Polynomial Regression values generated too far from the coordinates

Question

As per the the below code for Polynomial Regression coefficients value, when I calculate the regression value at any x point. Value obtained is way more away from the equivalent y coordinate (specially for the below coordinates). Can anyone explain why the difference is so high, can this be minimized or any flaw in understanding. The current requirement is not a difference of more 150 at every point.


import  numpy as np
x=[0,5,10,15,20,25,30,35,40,45,50,55,60,65,70,75,80,85,90,95,100]
y=[0,885,3517,5935,8137,11897,10125,13455,14797,15925,16837,17535,18017,18285,18328,18914,19432,19879,20249,20539,20746]                                                                                                     
z=np.polyfit(x,y,3)
print(z)

I have also tried various various codes available in java, but the coefficient values are same every where for this data. Please help with the understanding.
For example


0.019168 * N^3 + -5.540901 * N^2 + 579.846493 * N + -1119.339450

N equals 5 Value equals 1643.76649
Y value 885
N equals 10 Value equals 4144.20338
Y value 3517
N equals 100; Value=20624.29985
Y value 20746

Hi neer, welcome on StackOverflow! Would be nice if you shared what else have you tried (if anything) or what are your hyphoteses on the problem. It indeed seems that with a polynomial regression of degree 100 you match your residual target. With an higher degree you probably would match the target for all x and y.
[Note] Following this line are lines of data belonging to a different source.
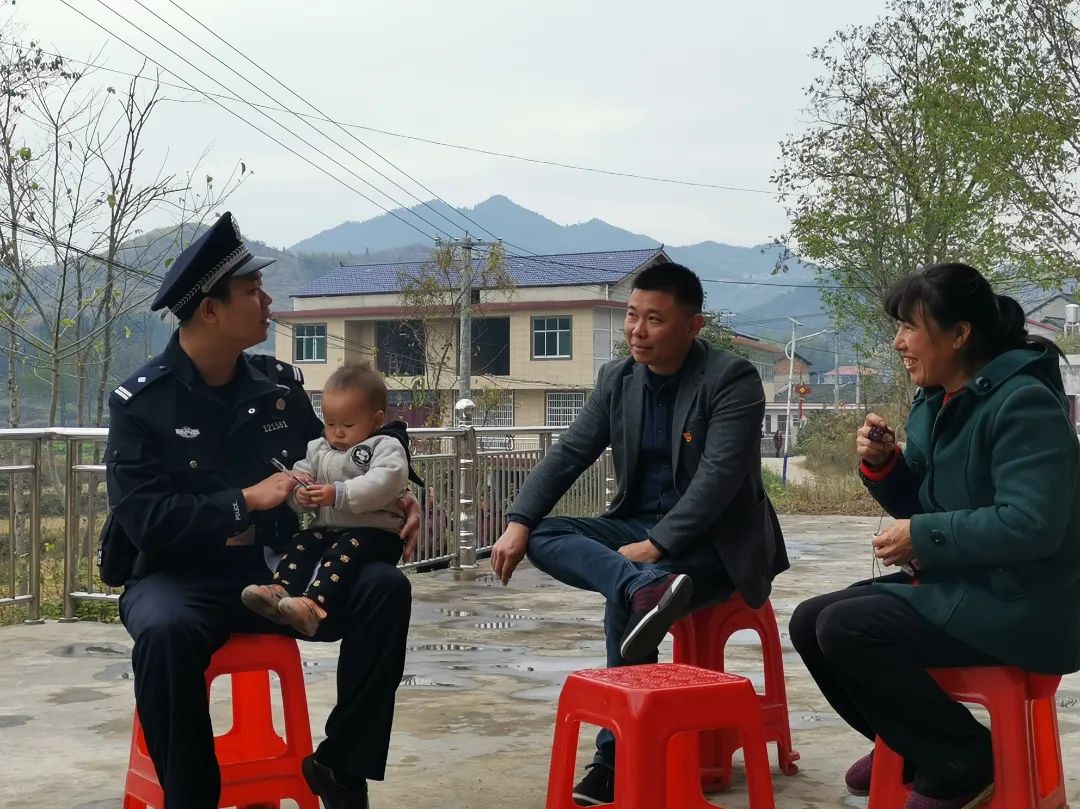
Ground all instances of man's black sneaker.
[573,764,615,806]
[619,574,693,663]
[300,755,370,809]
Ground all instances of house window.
[293,323,326,362]
[387,390,441,428]
[457,390,514,453]
[544,391,585,427]
[472,318,510,376]
[532,318,570,360]
[375,321,428,376]
[473,391,514,427]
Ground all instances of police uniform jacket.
[106,332,323,578]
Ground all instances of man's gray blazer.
[510,339,788,607]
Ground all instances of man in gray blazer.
[491,264,788,806]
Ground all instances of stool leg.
[664,732,707,809]
[986,695,1038,809]
[739,723,777,809]
[866,739,907,809]
[617,733,667,809]
[1031,697,1065,809]
[754,602,799,776]
[545,707,583,809]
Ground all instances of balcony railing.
[0,427,615,622]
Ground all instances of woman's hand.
[855,413,896,469]
[874,520,915,567]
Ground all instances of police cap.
[150,212,278,321]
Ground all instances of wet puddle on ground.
[49,644,132,658]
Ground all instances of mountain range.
[286,195,824,335]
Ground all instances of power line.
[59,0,444,241]
[157,0,498,246]
[128,0,479,246]
[87,0,450,238]
[0,41,780,197]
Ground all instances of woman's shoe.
[278,595,326,637]
[843,753,874,797]
[904,781,994,809]
[240,584,288,623]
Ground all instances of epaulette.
[112,363,168,402]
[247,354,303,387]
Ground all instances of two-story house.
[273,247,671,427]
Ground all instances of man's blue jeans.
[527,517,733,767]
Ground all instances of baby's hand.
[296,483,337,508]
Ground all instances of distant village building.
[1024,293,1077,339]
[273,247,810,429]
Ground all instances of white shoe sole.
[570,792,611,806]
[619,574,693,662]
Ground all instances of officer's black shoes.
[573,764,615,806]
[619,574,693,664]
[300,755,370,809]
[240,584,288,624]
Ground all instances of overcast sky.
[12,0,883,246]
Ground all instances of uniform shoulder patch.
[112,362,170,402]
[248,354,303,386]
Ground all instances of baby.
[241,364,419,637]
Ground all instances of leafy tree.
[397,242,514,426]
[773,0,1080,349]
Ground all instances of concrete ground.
[0,517,1080,809]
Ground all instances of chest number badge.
[352,446,372,469]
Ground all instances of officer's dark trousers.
[788,574,998,798]
[120,548,411,809]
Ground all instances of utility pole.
[855,348,863,407]
[780,318,802,483]
[453,232,491,410]
[780,318,832,484]
[833,331,840,413]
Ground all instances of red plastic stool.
[672,593,799,792]
[123,635,319,809]
[546,663,775,809]
[868,665,1068,809]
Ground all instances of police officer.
[106,213,419,809]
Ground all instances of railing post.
[59,437,79,623]
[450,399,476,570]
[25,436,45,623]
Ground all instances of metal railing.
[0,419,615,622]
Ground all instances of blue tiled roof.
[293,247,669,298]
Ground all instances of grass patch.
[773,474,881,516]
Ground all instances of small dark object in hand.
[867,427,896,444]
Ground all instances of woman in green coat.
[789,264,1080,809]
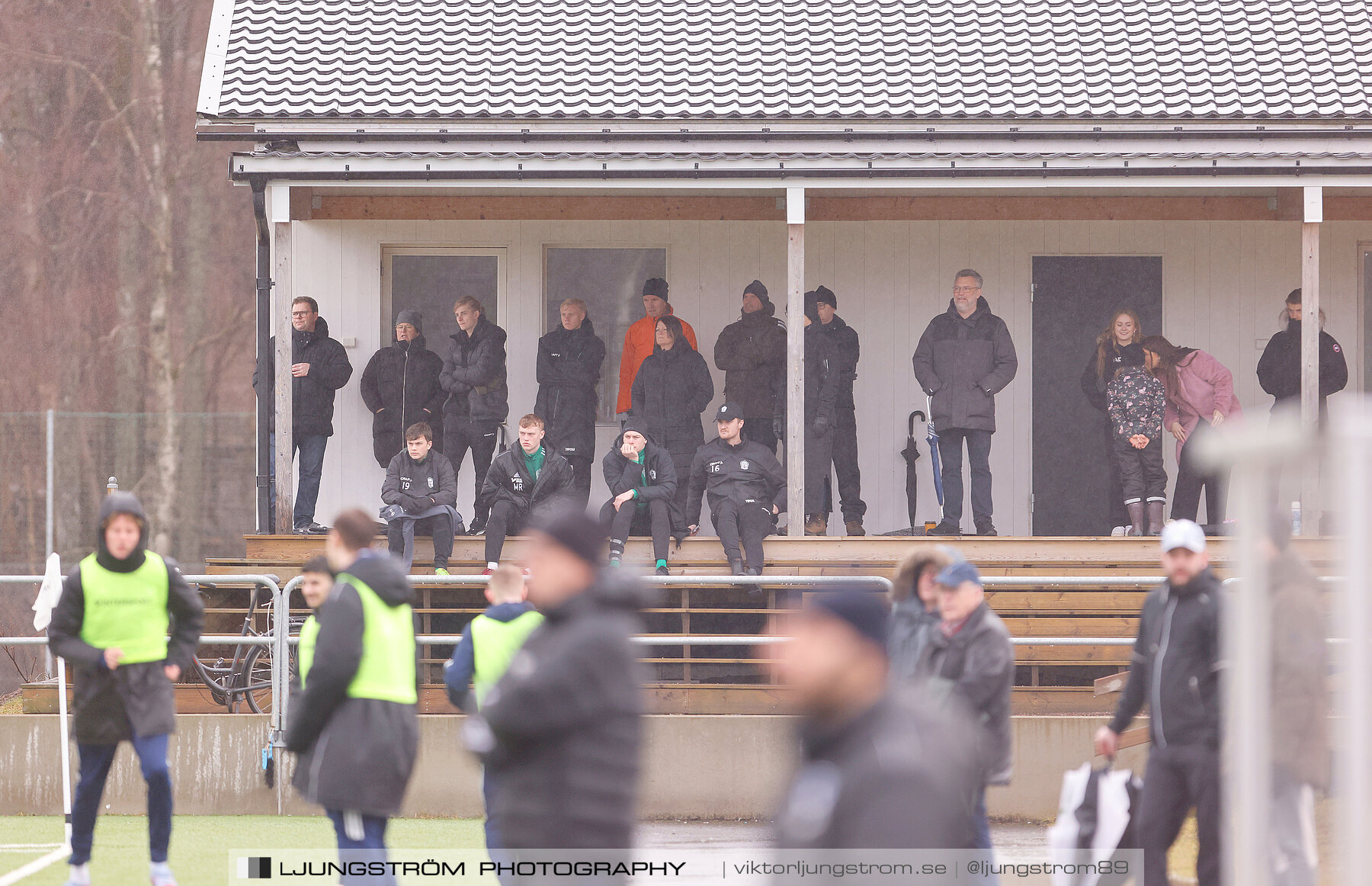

Additionally, since the minimization problem involves no stochastic computations, results will be the same whatever software you use. — Nicg, Jan 10 '20 at 08:09

Wololo · Answer 1 · 2020-01-10T11:06:15.290

2

The polynomial fit performs as expected. There is no error here, just a great deviation in your data. You might want to rescale your data though. If you add the parameter full=True to np.polyfit, you will receive additional information, including the residuals which essentially is the sum of the square fit errors. See this other SO post for more details.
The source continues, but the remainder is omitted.